Trustworthiness in ML has been defined differently across the literature. For example, Huang et al. [85] described the term trustworthiness based on the industry practices, involving the implementation of the certification process and explanation process. The certification process consists of testing and verification modules to detect potential fabrications or perturbations in the input data. The explanation refers to the ability to explain why ML reached a specific decision based on the input data. Furthermore, the ethics guidelines for trustworthy artificial intelligence published by the EU [154] recognized an AI system, to be considered trustworthy, must comply with laws and regulations, adhere to ethical principles, and function robustly. More recently, Liu et al. [101] summarized the trustworthy AI from safety, fairness, explainability, privacy, accountability, and environmentally friendly aspects. Likewise, our review recognizes robustness, reliability, safety, security, inclusiveness, and equity as core design elements of the trustworthiness ML system. Based on these criteria, our paper surveys the literature on speech-centric trustworthy ML from privacy, safety, and fairness perspectives, as illustrated in Figure 1:1
Summary of key factors contribute to speech-centric trustworthy machine learning: privacy, safety, and fairness.
Summary of key factors contribute to speech-centric trustworthy machine learning: privacy, safety, and fairness.

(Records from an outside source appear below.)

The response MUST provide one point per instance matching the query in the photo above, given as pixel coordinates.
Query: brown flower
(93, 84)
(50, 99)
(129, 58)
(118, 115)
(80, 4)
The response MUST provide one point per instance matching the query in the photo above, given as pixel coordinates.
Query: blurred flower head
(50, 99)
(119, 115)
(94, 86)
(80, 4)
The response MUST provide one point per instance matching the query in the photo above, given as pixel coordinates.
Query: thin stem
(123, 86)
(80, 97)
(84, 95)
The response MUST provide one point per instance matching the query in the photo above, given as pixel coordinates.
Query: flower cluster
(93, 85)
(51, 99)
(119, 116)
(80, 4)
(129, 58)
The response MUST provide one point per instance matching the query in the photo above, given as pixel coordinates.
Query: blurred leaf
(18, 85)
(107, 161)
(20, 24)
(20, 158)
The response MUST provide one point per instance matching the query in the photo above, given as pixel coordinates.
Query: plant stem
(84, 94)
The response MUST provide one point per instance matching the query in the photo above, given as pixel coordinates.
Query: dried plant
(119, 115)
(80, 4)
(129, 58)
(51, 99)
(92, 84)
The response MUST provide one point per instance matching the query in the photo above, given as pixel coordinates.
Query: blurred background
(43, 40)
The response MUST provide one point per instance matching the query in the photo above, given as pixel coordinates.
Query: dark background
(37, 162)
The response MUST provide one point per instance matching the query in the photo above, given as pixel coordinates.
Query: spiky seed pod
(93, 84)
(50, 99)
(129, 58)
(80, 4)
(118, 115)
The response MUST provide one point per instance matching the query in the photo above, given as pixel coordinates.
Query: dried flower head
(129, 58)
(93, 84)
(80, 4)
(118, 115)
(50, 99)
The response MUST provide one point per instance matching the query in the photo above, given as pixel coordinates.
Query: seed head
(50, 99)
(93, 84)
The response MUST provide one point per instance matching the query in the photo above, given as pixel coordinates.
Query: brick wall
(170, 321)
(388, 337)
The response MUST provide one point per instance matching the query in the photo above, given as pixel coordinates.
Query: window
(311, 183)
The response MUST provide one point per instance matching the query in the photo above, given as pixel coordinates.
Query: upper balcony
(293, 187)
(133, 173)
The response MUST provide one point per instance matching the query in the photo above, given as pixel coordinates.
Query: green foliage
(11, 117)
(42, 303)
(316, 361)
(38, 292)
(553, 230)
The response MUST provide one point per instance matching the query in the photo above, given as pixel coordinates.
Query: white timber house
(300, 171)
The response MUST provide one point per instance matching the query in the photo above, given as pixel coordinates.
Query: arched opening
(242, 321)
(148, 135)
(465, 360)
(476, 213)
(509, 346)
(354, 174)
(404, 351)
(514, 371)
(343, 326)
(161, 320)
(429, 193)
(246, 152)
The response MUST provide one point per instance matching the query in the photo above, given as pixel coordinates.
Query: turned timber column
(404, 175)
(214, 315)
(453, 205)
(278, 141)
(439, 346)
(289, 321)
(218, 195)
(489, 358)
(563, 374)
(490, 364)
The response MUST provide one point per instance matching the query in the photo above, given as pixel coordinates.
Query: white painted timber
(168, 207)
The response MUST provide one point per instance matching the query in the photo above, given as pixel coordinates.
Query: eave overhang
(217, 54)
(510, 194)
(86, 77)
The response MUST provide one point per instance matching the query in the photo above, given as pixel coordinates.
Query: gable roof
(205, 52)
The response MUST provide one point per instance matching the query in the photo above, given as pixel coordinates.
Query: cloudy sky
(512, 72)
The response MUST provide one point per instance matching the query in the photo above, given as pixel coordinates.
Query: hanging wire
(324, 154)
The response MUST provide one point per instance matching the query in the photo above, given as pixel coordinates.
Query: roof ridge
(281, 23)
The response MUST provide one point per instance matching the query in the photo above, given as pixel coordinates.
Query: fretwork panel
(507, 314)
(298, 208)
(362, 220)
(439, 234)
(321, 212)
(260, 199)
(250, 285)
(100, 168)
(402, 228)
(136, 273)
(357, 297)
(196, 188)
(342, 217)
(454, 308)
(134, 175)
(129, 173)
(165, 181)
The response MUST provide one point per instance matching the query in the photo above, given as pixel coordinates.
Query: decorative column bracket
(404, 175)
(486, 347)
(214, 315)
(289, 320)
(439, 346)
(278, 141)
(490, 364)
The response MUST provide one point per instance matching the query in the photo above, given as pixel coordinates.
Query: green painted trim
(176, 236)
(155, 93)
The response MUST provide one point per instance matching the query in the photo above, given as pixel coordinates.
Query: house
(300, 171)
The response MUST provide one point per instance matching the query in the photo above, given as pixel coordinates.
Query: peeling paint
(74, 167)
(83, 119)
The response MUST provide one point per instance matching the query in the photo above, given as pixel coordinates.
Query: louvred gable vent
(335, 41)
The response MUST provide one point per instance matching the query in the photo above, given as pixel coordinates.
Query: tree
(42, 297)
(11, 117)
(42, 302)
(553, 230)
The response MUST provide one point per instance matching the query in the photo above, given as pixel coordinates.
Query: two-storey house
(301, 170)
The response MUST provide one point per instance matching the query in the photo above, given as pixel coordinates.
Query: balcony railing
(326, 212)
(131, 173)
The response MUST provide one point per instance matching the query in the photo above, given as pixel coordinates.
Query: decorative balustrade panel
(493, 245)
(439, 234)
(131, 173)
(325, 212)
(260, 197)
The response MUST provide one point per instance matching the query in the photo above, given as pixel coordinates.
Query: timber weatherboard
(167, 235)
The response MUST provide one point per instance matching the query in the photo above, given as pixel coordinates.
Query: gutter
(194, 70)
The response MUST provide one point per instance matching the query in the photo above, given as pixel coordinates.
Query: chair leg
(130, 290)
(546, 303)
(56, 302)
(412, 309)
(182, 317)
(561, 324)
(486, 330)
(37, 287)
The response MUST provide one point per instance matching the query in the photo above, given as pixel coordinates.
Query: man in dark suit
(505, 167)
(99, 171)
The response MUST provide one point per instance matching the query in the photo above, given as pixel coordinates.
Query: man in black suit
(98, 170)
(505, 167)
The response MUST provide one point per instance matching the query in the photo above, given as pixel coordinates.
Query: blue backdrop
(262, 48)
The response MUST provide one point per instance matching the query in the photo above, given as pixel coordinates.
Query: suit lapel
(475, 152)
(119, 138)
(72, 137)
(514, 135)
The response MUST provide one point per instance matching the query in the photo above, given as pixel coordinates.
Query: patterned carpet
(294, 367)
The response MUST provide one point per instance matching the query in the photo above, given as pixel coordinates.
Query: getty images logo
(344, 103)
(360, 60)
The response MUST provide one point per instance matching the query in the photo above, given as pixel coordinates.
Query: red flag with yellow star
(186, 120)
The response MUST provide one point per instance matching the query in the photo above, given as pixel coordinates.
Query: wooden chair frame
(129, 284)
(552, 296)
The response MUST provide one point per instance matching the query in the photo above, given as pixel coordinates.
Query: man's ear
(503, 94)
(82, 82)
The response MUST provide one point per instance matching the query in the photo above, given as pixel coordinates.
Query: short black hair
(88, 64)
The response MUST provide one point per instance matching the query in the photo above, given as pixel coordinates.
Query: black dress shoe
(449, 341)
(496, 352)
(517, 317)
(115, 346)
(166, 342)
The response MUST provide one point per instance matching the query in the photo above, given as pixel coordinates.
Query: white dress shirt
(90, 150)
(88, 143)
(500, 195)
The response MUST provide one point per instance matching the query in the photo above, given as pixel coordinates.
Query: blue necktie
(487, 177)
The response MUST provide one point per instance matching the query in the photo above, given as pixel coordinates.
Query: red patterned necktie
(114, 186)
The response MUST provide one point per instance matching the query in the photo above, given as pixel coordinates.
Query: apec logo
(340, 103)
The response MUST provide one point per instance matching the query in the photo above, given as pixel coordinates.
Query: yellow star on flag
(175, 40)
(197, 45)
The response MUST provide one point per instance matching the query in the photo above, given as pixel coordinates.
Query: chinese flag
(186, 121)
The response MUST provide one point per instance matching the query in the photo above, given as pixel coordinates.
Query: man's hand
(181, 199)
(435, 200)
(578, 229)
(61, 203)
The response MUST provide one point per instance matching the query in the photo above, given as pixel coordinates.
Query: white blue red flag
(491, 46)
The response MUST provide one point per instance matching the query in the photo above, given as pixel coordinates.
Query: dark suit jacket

Privacy: The speech-centric ML systems rely heavily on collecting speech data that is from, about, and for people in potentially sensitive environments and contexts, like homes, workplaces, hospitals, and schools. The collection of speech data frequently raises significant concerns about compromising user privacy, such as revealing sensitive information that people might want to keep private [99]. It is critical to make sure that the speech data that is either shared by an individual or collected by an ML system is protected from unjustifiable and unauthorized uses.
Safety: Over the past few years, it has been discovered that ML systems are susceptible to adversarial attacks that aim to exploit vulnerabilities in the model’s prediction function for malicious purposes [71]. For example, by introducing minor perturbations to the speech data, a malicious actor can cause the keyword spotting model to drastically misclassify the desired input speech commands. Therefore, a trustworthy ML system must generate reliable outputs for the same inputs even if the inputs have been intentionally altered by the malicious attacker [114].
Fairness: Recently, it has come to light that ML systems can perform unfairly. Why an ML system mistreats people is multifold [115]. One factor is the societal aspect, where the ML system generates biased outputs because of the societal biases in the training data or the assumptions/decisions throughout the ML development processes. Another reason that causes unfairness in AI is the imbalance of dataset characteristics, where limited data samples exist for some groups of people. As a result, the model needs to accommodate the needs of these groups to avoid biased outputs. It is also crucial to note that deploying unfair ML systems can amplify societal biases and data imbalance issues. To evaluate the trustworthiness of the speech-centric ML system, ML practitioners need to evaluate whether the ML model produces discriminatory outcomes towards individuals or groups.
The remainder of this article is organized as follows. Section 2 briefly summarizes popular speech-centric tasks, datasets, and SOTA modeling frameworks. Section 3 overviews the related survey papers in trustworthy speech-centric applications. Section 4 comprehensively discusses safety considerations in the speech-centric ML system. Section 5 discusses privacy risks and defenses in speech modeling. Section 6 reviews the emerging fairness issues with speech modeling tasks. Section 7 elaborates on potential developments and challenges in the future for speech-centric trustworthy machine learning. Finally, Section 8 concludes with a summary of the key observations in this article. Specifically, our contributions are summarized as follows:
To the best of our knowledge, this is the first review work to provide a comprehensive review of designing trustworthy ML focused on speech-centric modeling. We survey most, if not all, the published and pre-print works covering automatic speech recognition, speech emotion recognition, keyword spotting, and automatic speaker verification.
We create the taxonomies to systematically review design pillars related to the trustworthiness of speech-centric ML systems. We further compare a variety of literature on each key factor.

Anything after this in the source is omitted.